"Trials, Tragedy & Resilience" is an exhibit recognizing and celebrating Montserrat’s rich cultural heritage on the 250th anniversary of the attempted St. Patrick’s Day slave uprising on 17 March 1768. The histories presented here commemorate the resilience that Montserratians have displayed over time in their responses to difficult conditions imposed by slavery, colonialism, resource scarcity, and catastrophic natural disasters. This international exhibit is running concurrently at the National Museum of Montserrat, Wayne State University (Detroit, Michigan), Brown University (Providence, Rhode Island), and Aarhus University (Denmark) and presents information collected during the Survey and Landscape Archaeology on Montserrat project (co-directed by Brown University Professor John F. Cherry), the Endangered Archives/ICT Project, and other initiatives led by the Montserrat National Trust.

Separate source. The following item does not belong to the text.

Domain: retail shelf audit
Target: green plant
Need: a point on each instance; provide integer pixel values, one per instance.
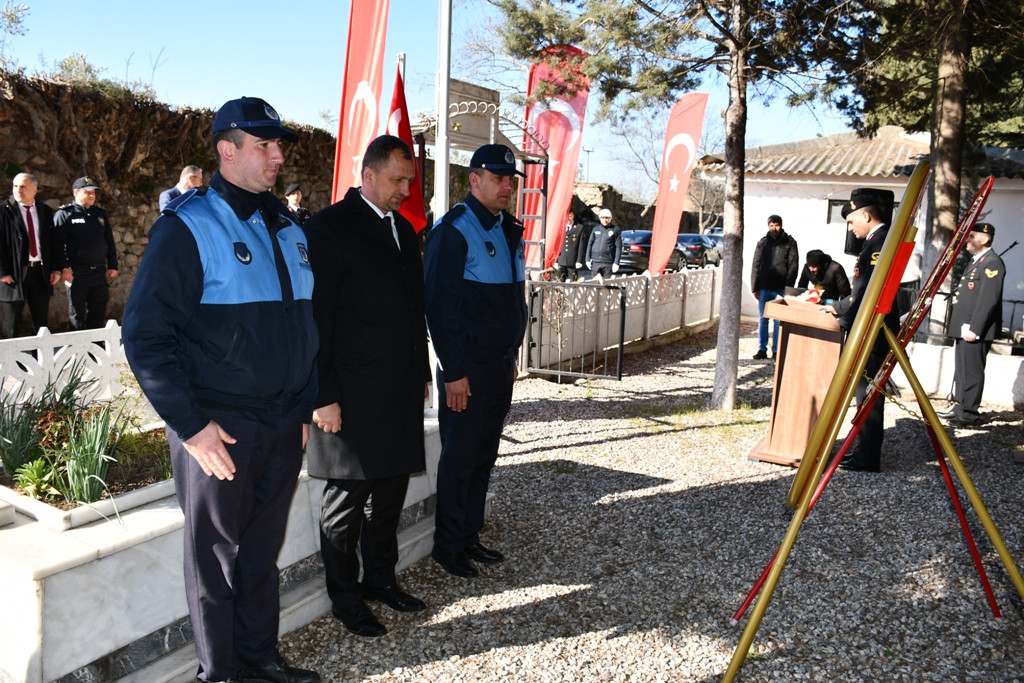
(36, 479)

Montserrat is a small island (102km2) and British Overseas Territory located in the Caribbean Lesser Antilles. First inhabited by Amerindian peoples around 4,000 years ago, Montserrat has been home to many different cultural groups over the course of its human history. Some of these groups freely migrated to Montserrat, while others, like enslaved Africans, were brought against their will during the plantation era. Lasting contributions from Amerindian, African, Irish, and British inhabitants survive in the surnames, place-names, food, architecture, flora, landscape, and material culture of the island.

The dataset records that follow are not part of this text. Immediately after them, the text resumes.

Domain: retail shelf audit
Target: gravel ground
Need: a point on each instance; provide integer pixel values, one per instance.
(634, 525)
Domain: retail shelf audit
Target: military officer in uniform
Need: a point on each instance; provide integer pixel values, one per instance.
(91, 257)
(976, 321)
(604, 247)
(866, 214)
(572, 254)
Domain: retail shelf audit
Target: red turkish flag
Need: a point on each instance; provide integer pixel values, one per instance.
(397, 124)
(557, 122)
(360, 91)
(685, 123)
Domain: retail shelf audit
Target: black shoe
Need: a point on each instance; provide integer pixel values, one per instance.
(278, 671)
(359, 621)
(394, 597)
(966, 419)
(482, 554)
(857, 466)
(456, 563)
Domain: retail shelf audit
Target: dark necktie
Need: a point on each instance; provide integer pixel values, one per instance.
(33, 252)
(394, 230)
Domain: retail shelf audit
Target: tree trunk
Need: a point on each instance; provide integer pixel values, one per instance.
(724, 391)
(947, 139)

Montserrat has been radically transformed in the past two decades by the Soufriere Hills volcano. Beginning in 1995, pyroclastic flows from the eruptions buried the former capital city of Plymouth, rendered the southern half of the island an inaccessible Exclusion Zone, displaced two-thirds of the population, and killed nineteen residents. The volcano is still active. Demonstrating Montserratian resilience in the face of disaster, the island has recently reconfigured its settlements and society to accommodate a new way of life in the island’s north.